EPA Study Shows No Harm from Crumb Rubber in Fields
A limited field study by the US Environmental Protection Agency found no cause for human health or environmental concerns with the use of tyre rubber in athletic fields and playgrounds, reports Tire Review. The EPA said it will use the information to determine possible next steps to address questions regarding the safety of tyre crumb fill in the fields. The limited field study was conducted between August and October 2008.
“Today’s report by EPA is not a surprise,” said Michael Blumenthal, RMA vice president. “Many studies and tests have shown over many years that the use of recycled tyre rubber in consumer applications such as playground and athletic fields are not only safe by have several significant safety benefits.”
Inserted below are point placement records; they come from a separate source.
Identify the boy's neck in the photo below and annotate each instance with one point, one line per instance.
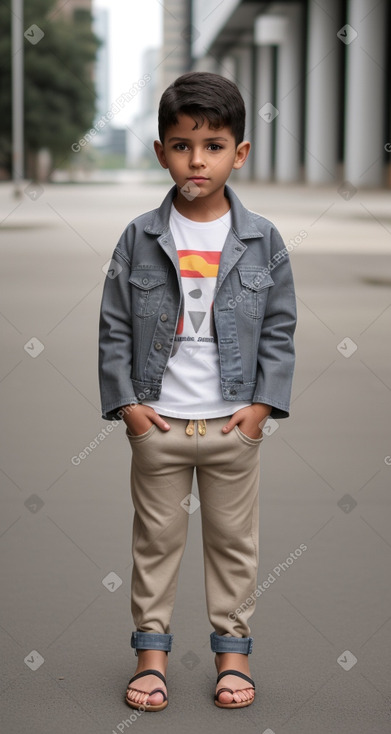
(204, 209)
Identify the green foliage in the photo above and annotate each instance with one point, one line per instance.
(58, 89)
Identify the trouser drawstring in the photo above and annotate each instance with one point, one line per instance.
(201, 426)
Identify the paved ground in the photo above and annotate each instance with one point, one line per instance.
(322, 629)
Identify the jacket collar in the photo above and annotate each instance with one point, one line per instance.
(245, 223)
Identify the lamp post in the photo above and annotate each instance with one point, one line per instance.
(17, 96)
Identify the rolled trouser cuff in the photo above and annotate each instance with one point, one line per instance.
(227, 643)
(151, 641)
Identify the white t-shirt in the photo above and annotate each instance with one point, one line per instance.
(191, 385)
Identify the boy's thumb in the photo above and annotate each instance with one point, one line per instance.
(229, 426)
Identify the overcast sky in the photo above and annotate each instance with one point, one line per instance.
(134, 25)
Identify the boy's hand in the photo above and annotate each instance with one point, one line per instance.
(139, 418)
(250, 420)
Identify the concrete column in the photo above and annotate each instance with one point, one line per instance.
(365, 92)
(228, 68)
(206, 63)
(322, 111)
(263, 133)
(244, 81)
(289, 94)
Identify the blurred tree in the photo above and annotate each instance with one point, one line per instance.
(59, 89)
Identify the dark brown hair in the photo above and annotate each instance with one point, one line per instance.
(203, 95)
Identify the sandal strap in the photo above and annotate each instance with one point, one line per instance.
(150, 693)
(235, 672)
(150, 671)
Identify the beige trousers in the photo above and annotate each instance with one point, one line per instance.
(227, 469)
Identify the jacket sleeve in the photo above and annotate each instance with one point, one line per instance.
(276, 352)
(115, 336)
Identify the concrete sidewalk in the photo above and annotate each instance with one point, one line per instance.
(322, 623)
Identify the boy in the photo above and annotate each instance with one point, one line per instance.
(196, 351)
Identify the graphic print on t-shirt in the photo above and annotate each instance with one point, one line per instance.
(199, 272)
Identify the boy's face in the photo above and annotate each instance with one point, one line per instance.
(203, 158)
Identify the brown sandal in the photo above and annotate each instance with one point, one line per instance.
(148, 706)
(234, 704)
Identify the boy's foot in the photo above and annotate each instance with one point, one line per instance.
(242, 689)
(147, 659)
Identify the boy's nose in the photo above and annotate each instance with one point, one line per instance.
(196, 159)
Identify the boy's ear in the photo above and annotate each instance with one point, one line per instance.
(242, 152)
(159, 150)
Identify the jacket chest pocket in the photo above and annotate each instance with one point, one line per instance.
(148, 286)
(255, 284)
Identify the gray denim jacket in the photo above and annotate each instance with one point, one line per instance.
(254, 312)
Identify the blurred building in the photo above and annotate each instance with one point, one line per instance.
(143, 128)
(314, 76)
(100, 26)
(72, 8)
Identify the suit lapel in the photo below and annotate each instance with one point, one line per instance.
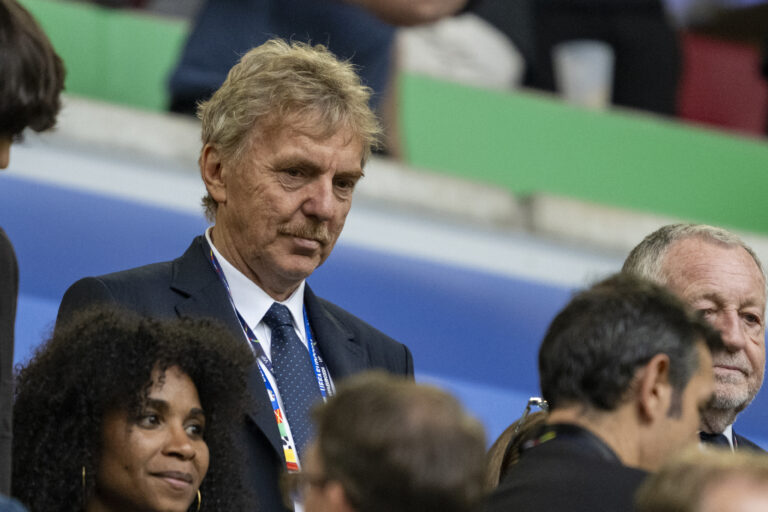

“The limited data EPA collected during this study, which do not point to a concern, represent an important addition to the information gathered by various government agencies,” said Peter Grevatt, director of EPA’s Office of Children’s Health Protection. “The study will help set the stage for a meeting this spring, where EPA will bring together officials from states and federal agencies to evaluate the existing body of science on this topic and determine what additional steps should be taken to ensure the safety of kids who play on these surfaces.”
The use of recycled tyre rubber is widely used as an infill material for synthetic sports fields and as a floor cover for playgrounds, RMA said. Both applications are two of the fastest growing and largest end uses for recycled ground tyre rubber, accounting for 13 million scrap tyres.
“Although EPA stated that it hopes to conduct further review of available scientific literature, we remain confident that any additional research will show that playgrounds and athletic fields and other consumer products made from tyre rubber are environmentally sound,” Blumenthal said.